Ce sont mes valeurs éducatives qui m’ont amenée dans la gérontologie et mon besoin de me sentir utile. Avant de me former à l’aide médico-psychologique, j’avais travaillé dans l’hôtellerie après être passée par une école d’arts décoratifs. Pourquoi j’ai accepté de passer d’une bonne paie à un Smic ? Parce que j’ai eu des grands-parents exceptionnels que j’aurais détesté voir mal pris en charge. Il faut arrêter de se cacher les yeux : on est tous amenés à vieillir. Donnons-nous les moyens de bien accompagner le grand âge. Mais quand vous avez un employeur qui ne raisonne qu’en termes de profits et qui vous oblige, pour gagner plus, à piétiner vos valeurs, cela abîme. Vous choisissez un travail pour des convictions et vous vous retrouvez face à un marchand de tapis qui veut faire du fric ! Oui, l’Ehpad dans lequel je travaille fait en effet partie d’un groupe privé à but lucratif qui compte 46 établissements. Une dame qui ne pouvait plus payer Les Opalines, après y avoir vécu plusieurs années et y avoir laissé l’équivalent du prix de sa maison, s’est fait éjecter en douce. On lui a fait croire qu’on l’envoyait à un concours de tricot, car la dame adorait tricoter, notamment pour le Secours populaire, et on l’a, de fait, expédiée ailleurs. Sans la prévenir. Comment peut-on vouloir faire du chiffre avec de l’humain ? Voilà pourquoi, et parce que les cadres infirmiers refusaient de prendre en compte notre malaise, on a décidé de faire la grève.

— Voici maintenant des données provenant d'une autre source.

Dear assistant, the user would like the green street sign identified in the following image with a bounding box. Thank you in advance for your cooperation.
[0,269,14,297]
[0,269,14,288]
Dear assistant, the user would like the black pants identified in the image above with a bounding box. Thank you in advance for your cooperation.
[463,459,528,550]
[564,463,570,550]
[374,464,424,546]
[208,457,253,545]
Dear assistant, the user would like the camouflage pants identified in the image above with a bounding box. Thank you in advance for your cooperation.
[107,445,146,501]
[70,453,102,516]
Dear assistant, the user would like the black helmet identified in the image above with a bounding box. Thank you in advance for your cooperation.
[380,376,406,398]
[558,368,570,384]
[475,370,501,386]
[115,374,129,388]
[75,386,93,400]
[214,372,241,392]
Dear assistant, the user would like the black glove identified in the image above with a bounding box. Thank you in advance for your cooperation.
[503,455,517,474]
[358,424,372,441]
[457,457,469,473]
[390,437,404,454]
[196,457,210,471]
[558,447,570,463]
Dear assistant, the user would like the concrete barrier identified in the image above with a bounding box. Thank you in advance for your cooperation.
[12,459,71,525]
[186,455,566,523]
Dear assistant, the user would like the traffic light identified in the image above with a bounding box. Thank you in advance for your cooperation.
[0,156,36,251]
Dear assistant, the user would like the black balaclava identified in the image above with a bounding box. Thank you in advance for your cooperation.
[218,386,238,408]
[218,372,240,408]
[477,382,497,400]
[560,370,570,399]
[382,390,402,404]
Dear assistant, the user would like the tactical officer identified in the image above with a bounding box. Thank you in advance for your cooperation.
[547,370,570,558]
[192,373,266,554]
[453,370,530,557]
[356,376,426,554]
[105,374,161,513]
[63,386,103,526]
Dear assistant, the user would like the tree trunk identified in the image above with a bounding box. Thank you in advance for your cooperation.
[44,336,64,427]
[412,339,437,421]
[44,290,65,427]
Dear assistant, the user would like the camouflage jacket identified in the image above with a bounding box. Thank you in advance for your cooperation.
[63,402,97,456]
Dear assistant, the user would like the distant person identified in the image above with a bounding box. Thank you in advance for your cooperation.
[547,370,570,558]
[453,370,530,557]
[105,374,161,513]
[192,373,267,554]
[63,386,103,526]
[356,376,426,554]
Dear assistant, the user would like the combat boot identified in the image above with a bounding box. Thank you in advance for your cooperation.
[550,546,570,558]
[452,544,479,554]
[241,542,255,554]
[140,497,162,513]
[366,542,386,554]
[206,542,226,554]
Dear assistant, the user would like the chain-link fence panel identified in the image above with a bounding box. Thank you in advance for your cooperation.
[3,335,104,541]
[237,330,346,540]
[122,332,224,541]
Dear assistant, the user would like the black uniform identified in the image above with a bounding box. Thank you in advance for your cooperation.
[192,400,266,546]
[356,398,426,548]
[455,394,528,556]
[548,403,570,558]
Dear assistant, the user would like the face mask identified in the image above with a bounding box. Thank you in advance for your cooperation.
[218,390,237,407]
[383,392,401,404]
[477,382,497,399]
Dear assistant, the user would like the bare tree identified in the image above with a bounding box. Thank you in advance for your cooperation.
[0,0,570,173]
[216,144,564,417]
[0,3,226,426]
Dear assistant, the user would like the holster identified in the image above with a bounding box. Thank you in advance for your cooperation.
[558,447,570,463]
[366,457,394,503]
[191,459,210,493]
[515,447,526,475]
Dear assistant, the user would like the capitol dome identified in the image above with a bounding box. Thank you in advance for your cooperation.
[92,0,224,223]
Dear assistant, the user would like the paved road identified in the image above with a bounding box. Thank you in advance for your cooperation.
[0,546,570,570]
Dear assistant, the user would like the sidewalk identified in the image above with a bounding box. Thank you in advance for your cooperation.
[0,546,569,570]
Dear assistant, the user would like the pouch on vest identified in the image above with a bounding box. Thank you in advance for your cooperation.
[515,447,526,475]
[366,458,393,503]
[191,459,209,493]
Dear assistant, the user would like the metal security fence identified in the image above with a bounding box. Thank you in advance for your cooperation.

LA PLUS LONGUE GRÈVE DE L’HISTOIRE
Au départ, on était 5, puis 13, puis 10, puis 7 au bout de 107 jours. J’ai été désignée porte-parole de notre groupe parce que mes collègues trouvaient que je parlais le mieux. Mais toutes les décisions ont été collégiales. Les familles des résidents nous ont soutenues. Certaines nous ont même rejointes au piquet de grève. Cela nous a beaucoup touchées, car c’est compliqué pour les familles de s’opposer à la direction d’un Ehpad. Cela peut avoir des conséquences pour leurs proches. Les résidents aussi nous ont soutenus, mais ils n’avaient pas le droit de nous rejoindre au piquet de grève. Notre revendication ? Plus de personnel, que les jours de formation soient considérés comme des jours de travail effectif, que le taux de dépendance des résidents soit évalué avec les soignants, une augmentation salariale de 100 € net par mois et une prime de 27,95 € par dimanche. On a obtenu gain de cause pour les formations, 2 soignants ont été recrutés, mais il en manque toujours 4 ; le reste a été refusé. Rien ne va changer pour les résidents. Ni pour notre métier. Ce qui me dépasse, c’est que l’État soit complice de cette organisation. Car les maisons de retraites à but lucratif touchent aussi des subventions des conseils régionaux. La question importante à se poser aujourd’hui est quelle valeur donne-t-on à la vie quand on habite une maison de retraite ? Quant à moi, j’envisage de changer de métier. »
Anne-Sophie Pelletier, aide-médico psychologique, a été, entre avril et juillet 2017, la porte-parole des 14 aides-soignantes et AMP grévistes de l’Ehpad Les Opalines à Foucherans dans le Jura.